The district court granted BBB’s motion based on this construction, concluding that a reasonable factfinder could not find that the accused traps contained a receptacle adapter or an equivalent feature. Id. at *6 (citing Blazer, 2021 WL 4552784, at *1–6). Blazer appealed.
Though the Federal Circuit agreed with the district court that the parties’ proposed constructions were incorrect, the Court also concluded that the district court’s construction was legally unsound. Id.
According to the Federal Circuit, the district court’s construction “erroneously import[ed] limitations into ‘receptacle adapter’ based on particular embodiments described in the specification.” Id. at *9. As the Court pointed out, the district court’s “error is confirmed by the patent’s dependent claims,” which recited specific “receptacle adapter” embodiments that the district court’s narrow construction of the term would exclude. Id. at *9–10.
The Federal Circuit also rejected BBB’s proposed construction because it was “contrary to the specification.” Id. Specifically, BBB’s construction would require the “receptacle adapter” to be a “separate” device to connect a receptacle to the bottom of a wood plenum, whereas the specification “clearly indicates that the phrase [also] covers . . . non-separate-device embodiments such as friction-fit and screw-fit holes.” Id. Blazer’s construction was also incorrect because it did not include the device’s “retention” function as indicated in the specification. Id. at *11.
Determining the correct construction, the Federal Circuit stated that the claims and specification “establish[ed] that a ‘receptacle adapter’ may be a hole,” “that it functions to receive a receptacle,” and that it “perform[s] some retention function.” Id. at *11. Thus, the court construed “receptacle adapter” to mean “a structure configured to receive and help retain a receptacle.” Id. at *11.
Because the district court’s judgment of non-infringement depended on its flawed construction of “receptacle adapter” that “improperly limited [the term] to three embodiments from the specification,” the Federal Circuit vacated that judgment and remanded the case for further proceedings. Id. at *12.

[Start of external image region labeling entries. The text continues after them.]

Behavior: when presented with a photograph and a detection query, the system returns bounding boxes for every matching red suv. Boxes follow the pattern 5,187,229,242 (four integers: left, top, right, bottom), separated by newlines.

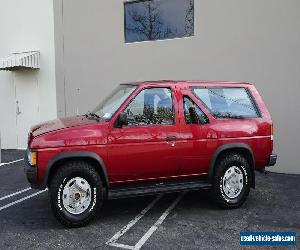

26,81,277,227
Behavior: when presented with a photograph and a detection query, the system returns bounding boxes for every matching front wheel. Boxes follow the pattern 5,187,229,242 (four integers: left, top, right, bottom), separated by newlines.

212,153,252,208
49,161,103,227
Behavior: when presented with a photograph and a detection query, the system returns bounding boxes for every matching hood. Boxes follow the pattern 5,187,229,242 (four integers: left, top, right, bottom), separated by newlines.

31,116,97,137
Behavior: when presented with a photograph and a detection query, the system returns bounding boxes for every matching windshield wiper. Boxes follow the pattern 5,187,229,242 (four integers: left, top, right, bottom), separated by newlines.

84,111,101,121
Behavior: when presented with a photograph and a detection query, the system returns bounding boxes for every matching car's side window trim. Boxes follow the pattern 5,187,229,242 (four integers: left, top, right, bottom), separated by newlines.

120,86,176,128
190,86,262,119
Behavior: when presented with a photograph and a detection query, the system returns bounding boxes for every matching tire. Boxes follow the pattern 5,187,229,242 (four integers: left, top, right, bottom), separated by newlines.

212,153,252,209
49,161,103,227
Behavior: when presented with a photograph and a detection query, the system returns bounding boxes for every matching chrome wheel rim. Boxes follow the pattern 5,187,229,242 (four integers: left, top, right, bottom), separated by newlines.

222,166,244,199
62,177,92,214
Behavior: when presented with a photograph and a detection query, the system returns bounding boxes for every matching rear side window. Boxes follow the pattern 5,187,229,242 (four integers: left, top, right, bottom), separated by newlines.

183,96,209,124
192,87,259,118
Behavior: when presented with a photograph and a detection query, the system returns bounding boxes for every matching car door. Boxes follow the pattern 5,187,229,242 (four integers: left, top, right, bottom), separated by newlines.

179,92,210,175
108,87,179,182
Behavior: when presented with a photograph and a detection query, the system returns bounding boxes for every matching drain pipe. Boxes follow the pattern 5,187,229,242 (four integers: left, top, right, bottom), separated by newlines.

0,132,2,163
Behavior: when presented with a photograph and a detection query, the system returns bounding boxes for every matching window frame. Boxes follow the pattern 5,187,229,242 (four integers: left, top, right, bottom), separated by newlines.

182,94,210,126
189,86,262,119
123,0,196,44
120,86,176,128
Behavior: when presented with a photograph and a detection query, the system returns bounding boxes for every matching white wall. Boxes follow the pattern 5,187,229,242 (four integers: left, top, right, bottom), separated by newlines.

0,0,57,148
55,0,300,174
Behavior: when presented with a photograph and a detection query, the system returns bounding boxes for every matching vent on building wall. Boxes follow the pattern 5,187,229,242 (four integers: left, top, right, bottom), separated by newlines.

0,51,40,71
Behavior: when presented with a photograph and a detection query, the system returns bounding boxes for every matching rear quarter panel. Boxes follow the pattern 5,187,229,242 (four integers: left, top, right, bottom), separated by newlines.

191,83,273,169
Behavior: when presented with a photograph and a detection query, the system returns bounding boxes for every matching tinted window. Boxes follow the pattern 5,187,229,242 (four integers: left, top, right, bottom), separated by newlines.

125,88,174,126
183,96,208,124
93,85,136,120
124,0,194,42
192,88,258,118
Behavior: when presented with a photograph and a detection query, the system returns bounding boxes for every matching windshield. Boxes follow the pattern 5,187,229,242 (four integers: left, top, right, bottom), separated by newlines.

92,85,136,121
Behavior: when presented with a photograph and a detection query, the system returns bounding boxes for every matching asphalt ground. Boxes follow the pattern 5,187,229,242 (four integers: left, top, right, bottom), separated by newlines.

0,150,300,250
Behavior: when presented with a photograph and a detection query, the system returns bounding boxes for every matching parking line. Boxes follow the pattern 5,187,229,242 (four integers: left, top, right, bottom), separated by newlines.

133,192,186,250
106,192,186,250
106,194,163,246
0,188,31,201
0,189,47,211
0,159,24,167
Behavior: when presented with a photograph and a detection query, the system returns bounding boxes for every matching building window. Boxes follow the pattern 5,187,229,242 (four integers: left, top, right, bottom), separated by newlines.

124,0,194,43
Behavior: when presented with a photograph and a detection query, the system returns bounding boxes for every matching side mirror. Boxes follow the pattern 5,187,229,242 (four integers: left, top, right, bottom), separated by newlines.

116,112,128,128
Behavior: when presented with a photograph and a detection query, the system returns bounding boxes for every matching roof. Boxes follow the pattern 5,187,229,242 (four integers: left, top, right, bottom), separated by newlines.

0,51,40,71
123,80,252,85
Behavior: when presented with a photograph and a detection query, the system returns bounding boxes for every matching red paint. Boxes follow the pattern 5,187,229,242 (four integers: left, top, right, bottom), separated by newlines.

29,82,273,187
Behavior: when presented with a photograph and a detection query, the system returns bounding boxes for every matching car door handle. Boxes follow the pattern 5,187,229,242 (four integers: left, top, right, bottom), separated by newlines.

166,136,177,141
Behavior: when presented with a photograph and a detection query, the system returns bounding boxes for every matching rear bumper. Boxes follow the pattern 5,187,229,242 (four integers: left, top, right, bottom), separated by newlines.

267,154,277,166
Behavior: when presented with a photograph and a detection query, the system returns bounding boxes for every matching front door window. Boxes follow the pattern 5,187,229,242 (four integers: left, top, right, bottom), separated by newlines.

125,88,174,126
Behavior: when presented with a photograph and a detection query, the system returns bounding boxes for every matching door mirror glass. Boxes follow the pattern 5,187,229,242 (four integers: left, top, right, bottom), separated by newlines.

116,112,128,128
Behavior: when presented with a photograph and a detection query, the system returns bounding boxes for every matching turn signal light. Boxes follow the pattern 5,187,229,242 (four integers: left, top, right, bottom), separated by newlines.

28,151,37,166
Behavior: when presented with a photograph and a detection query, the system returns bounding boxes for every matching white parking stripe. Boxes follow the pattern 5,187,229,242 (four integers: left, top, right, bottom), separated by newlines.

106,194,163,246
0,188,31,201
0,159,24,167
133,193,186,250
106,192,186,250
0,189,47,211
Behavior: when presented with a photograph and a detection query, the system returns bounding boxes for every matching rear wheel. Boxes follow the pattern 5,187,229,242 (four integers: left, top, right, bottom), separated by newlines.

49,161,103,227
213,153,252,208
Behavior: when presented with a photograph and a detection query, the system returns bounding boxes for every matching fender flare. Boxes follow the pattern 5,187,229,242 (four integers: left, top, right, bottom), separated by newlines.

208,143,255,188
43,151,109,187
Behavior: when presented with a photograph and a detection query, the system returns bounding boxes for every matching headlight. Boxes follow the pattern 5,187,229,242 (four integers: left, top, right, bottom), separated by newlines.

27,150,37,166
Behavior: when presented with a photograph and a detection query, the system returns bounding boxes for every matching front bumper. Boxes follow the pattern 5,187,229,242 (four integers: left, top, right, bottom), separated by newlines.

24,154,40,189
267,154,277,166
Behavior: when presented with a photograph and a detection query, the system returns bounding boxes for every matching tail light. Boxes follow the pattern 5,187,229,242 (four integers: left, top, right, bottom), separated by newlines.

271,123,274,141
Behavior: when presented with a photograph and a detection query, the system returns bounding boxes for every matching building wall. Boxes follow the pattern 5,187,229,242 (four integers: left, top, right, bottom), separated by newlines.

0,0,57,148
55,0,300,174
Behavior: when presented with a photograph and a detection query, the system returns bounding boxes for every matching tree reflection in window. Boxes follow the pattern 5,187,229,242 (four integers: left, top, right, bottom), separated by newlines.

125,0,194,42
125,88,174,126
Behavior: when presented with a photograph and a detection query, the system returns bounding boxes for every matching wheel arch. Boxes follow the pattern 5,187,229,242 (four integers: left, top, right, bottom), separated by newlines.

44,151,109,187
208,143,255,188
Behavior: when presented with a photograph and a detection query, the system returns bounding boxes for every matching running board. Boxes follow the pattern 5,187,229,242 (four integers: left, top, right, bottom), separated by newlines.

108,179,211,200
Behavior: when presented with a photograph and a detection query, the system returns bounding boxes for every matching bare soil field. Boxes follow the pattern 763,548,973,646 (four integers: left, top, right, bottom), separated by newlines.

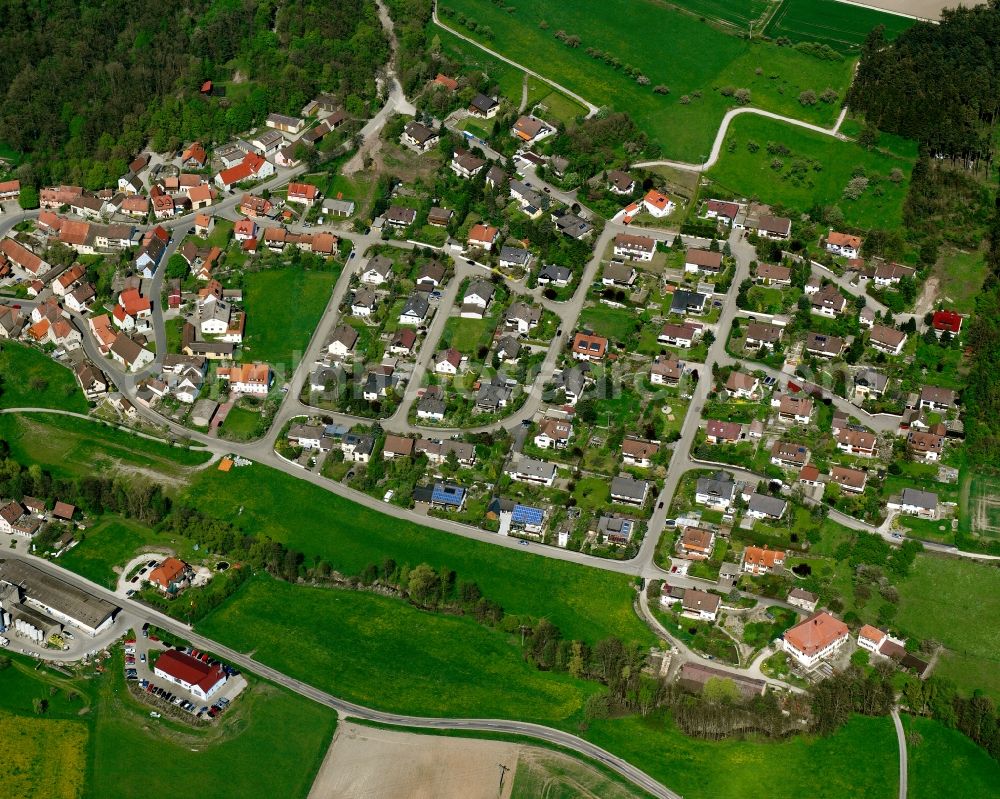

Practitioners should carefully consider the language used when drafting a patent application. In Blazer, the Federal Circuit explained that “[a]lthough courts must read a patent’s claims in light of the specification, . . . that obligation does not authorize ‘reading a limitation from the written description into the claims,’ which we have described as ‘one of the cardinal sins of patent law.’” Id. at *9 (quoting SciMed Life Sys., Inc. v. Advanced Cardiovascular Sys., Inc., 242 F.3d 1337, 1340 (Fed. Cir. 2001).
Likewise, when construing claim terms, practitioners should ensure that a proposed construction does not exclude embodiments in the specification. In CUPP, the Patent Owner’s proposed (and rejected) construction of “different” would have read one of the proposed embodiments out of the specification. But “[t]he best construction is one that accommodates the range of plainly stated embodiments and identifies a common property” among all embodiments sharing the claimed element. Blazer, at *10.
Additionally, the CUPP decision highlights that while the vagaries of litigation arguments cannot be entirely anticipated during prosecution, only clear and unmistakable disavowals will trigger prosecution history estoppel.
Finally, Patent Owners should take note that a disclaimer during an IPR proceeding will only take effect in future proceedings. Any desired changes to a claim during an IPR must be pursued through established procedures for amending claims during the IPR.